Des arrestations massives, mais ciblées, sont opérées dans la commune Ntahangwa, de la mairie de Bujumbura. Des jeunes de sexe masculin, y compris des étudiants, sont ciblés dans les zones Cibitoke et Buterere pour être embarqués dans des camions de la police, selon plusieurs sources. Parmi elles, Armel Niyongere, activiste des droits de l’homme.
Ces jeunes sont conduits dans la commune Gihanga, de la province Bubanza pour y être ”examinés”. Aucune communication officielle, au moment de la rédaction de cet article, n’avait pas été encore enregistrée sur ces opérations.
La commune Gihanga, à plus de 20Km de Bujumbura, est surtout connue pour son cimetière servant la capitale économique du Burundi.
Le président Evariste Ndayishimiye, dans la commune Bugabira, province Kirundo, avait lancé un appel aux miliciens Imbonerakure et à la population en général, à rester vigilants pour faire face à une éventuelle attaque du Rwanda. C’était le 11 février 2025.

Le président Ndayishimiye, le jour suivant, a présenté à la population de la province de Ngozi, un gouverneur général major de police. Celui de Kirundo est général de brigade de police. Les deux provinces sont frontalières avec le Rwanda.

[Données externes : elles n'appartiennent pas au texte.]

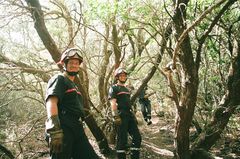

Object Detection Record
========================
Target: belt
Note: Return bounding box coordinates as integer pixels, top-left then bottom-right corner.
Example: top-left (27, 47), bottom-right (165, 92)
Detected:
top-left (60, 109), bottom-right (82, 122)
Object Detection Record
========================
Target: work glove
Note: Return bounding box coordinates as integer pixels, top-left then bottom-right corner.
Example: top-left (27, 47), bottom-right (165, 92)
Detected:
top-left (49, 130), bottom-right (63, 154)
top-left (113, 115), bottom-right (122, 126)
top-left (45, 115), bottom-right (63, 154)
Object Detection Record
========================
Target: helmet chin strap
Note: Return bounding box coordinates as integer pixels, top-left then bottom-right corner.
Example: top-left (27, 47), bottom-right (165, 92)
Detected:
top-left (66, 71), bottom-right (78, 76)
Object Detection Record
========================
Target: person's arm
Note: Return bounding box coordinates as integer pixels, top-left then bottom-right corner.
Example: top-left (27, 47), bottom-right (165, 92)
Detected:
top-left (46, 96), bottom-right (58, 118)
top-left (110, 98), bottom-right (122, 126)
top-left (46, 96), bottom-right (64, 153)
top-left (110, 98), bottom-right (118, 116)
top-left (144, 92), bottom-right (156, 98)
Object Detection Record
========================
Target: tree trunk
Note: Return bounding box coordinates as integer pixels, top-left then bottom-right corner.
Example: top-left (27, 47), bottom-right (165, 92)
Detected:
top-left (192, 41), bottom-right (240, 151)
top-left (26, 0), bottom-right (109, 153)
top-left (173, 0), bottom-right (199, 159)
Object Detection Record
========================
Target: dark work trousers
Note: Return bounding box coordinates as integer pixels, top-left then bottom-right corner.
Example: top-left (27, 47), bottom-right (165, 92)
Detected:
top-left (116, 112), bottom-right (142, 159)
top-left (139, 102), bottom-right (151, 121)
top-left (51, 112), bottom-right (99, 159)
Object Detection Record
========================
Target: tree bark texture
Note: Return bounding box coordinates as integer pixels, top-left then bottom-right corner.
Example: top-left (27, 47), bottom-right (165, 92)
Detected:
top-left (192, 40), bottom-right (240, 151)
top-left (173, 0), bottom-right (199, 159)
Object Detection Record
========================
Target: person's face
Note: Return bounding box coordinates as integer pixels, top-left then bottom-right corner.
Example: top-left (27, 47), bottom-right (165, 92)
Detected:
top-left (67, 59), bottom-right (80, 72)
top-left (118, 73), bottom-right (127, 83)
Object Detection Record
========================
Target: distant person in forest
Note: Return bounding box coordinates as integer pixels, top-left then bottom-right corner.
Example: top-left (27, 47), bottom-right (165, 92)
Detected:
top-left (46, 48), bottom-right (99, 159)
top-left (139, 86), bottom-right (155, 125)
top-left (109, 68), bottom-right (142, 159)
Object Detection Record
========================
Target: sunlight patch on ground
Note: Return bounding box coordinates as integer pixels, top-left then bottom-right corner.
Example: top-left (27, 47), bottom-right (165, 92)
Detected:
top-left (142, 141), bottom-right (174, 157)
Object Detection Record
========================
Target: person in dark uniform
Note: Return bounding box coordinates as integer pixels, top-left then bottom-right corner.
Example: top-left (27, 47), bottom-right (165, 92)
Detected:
top-left (109, 68), bottom-right (142, 159)
top-left (139, 86), bottom-right (155, 125)
top-left (46, 48), bottom-right (99, 159)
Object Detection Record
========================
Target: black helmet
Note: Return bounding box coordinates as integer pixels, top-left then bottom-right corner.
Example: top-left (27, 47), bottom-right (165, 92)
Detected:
top-left (59, 48), bottom-right (83, 64)
top-left (114, 67), bottom-right (128, 78)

Celui qui avait révélé son intention à Kinshasa en décembre 2023 d’appuyer les jeunes rwandais à renverser le pouvoir de Kigali, se trouve sur la défensive.

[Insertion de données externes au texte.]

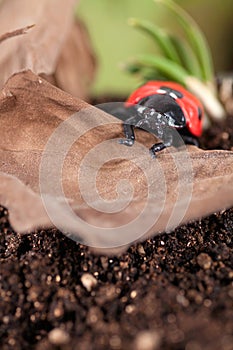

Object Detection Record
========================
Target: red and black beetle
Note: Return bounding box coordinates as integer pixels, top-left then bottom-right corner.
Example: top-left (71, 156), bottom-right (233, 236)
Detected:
top-left (98, 81), bottom-right (204, 156)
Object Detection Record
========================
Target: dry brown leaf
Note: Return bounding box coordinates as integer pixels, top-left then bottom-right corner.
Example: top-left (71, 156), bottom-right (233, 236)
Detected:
top-left (0, 71), bottom-right (233, 251)
top-left (0, 0), bottom-right (95, 98)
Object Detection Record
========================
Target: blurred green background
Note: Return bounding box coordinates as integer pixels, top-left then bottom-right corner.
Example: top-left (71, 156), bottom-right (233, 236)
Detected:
top-left (77, 0), bottom-right (233, 96)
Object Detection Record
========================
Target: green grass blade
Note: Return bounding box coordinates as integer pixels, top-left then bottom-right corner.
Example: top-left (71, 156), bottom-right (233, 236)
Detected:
top-left (128, 18), bottom-right (181, 64)
top-left (170, 36), bottom-right (204, 80)
top-left (125, 55), bottom-right (190, 86)
top-left (154, 0), bottom-right (214, 81)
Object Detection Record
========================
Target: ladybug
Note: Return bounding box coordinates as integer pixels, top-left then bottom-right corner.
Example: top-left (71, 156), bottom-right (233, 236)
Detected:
top-left (97, 81), bottom-right (204, 157)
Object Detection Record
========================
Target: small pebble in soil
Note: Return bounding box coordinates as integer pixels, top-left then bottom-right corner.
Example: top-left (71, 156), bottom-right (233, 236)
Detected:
top-left (197, 253), bottom-right (212, 270)
top-left (81, 273), bottom-right (97, 292)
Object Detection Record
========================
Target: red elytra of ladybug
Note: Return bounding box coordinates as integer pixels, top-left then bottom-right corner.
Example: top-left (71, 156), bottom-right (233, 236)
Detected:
top-left (125, 81), bottom-right (204, 137)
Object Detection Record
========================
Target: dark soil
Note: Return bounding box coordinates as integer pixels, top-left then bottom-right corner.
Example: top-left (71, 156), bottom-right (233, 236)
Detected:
top-left (0, 113), bottom-right (233, 350)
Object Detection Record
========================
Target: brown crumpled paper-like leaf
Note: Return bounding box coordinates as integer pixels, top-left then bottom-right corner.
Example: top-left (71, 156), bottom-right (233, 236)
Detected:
top-left (0, 71), bottom-right (233, 250)
top-left (0, 0), bottom-right (95, 98)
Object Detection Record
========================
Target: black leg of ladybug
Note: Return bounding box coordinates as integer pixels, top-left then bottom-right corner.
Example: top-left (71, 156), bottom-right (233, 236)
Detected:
top-left (182, 135), bottom-right (199, 147)
top-left (119, 116), bottom-right (138, 146)
top-left (150, 129), bottom-right (173, 158)
top-left (150, 142), bottom-right (167, 158)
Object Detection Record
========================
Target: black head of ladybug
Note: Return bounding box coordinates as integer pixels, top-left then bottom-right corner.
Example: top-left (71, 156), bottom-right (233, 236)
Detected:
top-left (138, 94), bottom-right (186, 128)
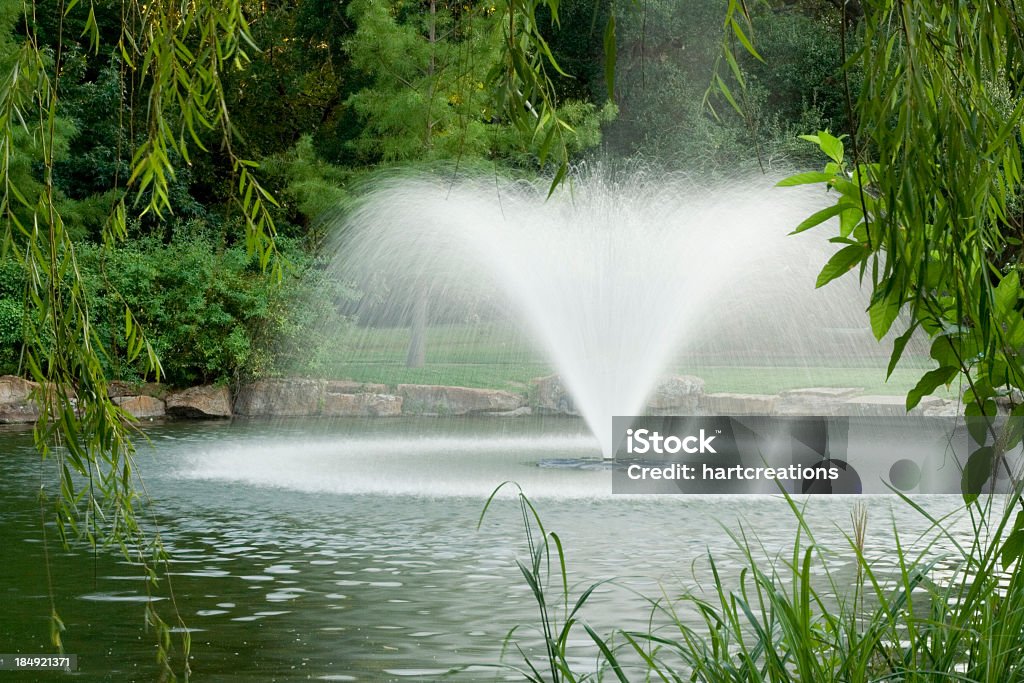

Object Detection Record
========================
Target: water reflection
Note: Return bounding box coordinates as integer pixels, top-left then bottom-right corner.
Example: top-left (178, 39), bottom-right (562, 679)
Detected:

Il a engagé plusieurs bataillons en RDC pour appuyer la coalition FARDC, FDLR, Wazalendo et autres. Ces troupes cherchaient à freiner le M23 assimilé au RDF. L’étape suivante serait d’envahir le Rwanda pour installer un pouvoir à ” idéologie primitive ” .
Ndayishimiye se rend compte qu’au fur des jours, ses hommes reçoivent des fessées. Le M23, plus motivé, bien discipliné, ne fait que la marche à l’ennemi sans rencontrer de résistance. Au contraire, les troupes de ce mouvement rebelle reçoivent un accueil enthousiaste.
Après Goma, la capitale du Sud Kivu, Bukavu, est tombée dans les mains de M23. Bujumbura a accueilli des politiciens congolais et des hommes armés de la coalition Tshisekediste devenus à leur tour des réfugiés.
Evariste Ndayishimiye se douterait d’une guerre sur son sol et risquerait de déraper. Les vieux démons pourraient se réveiller, dans un pays économiquement à genoux, et dans un contexte des préparations aux élections où l’opposition n’a cessé de formuler ses griefs.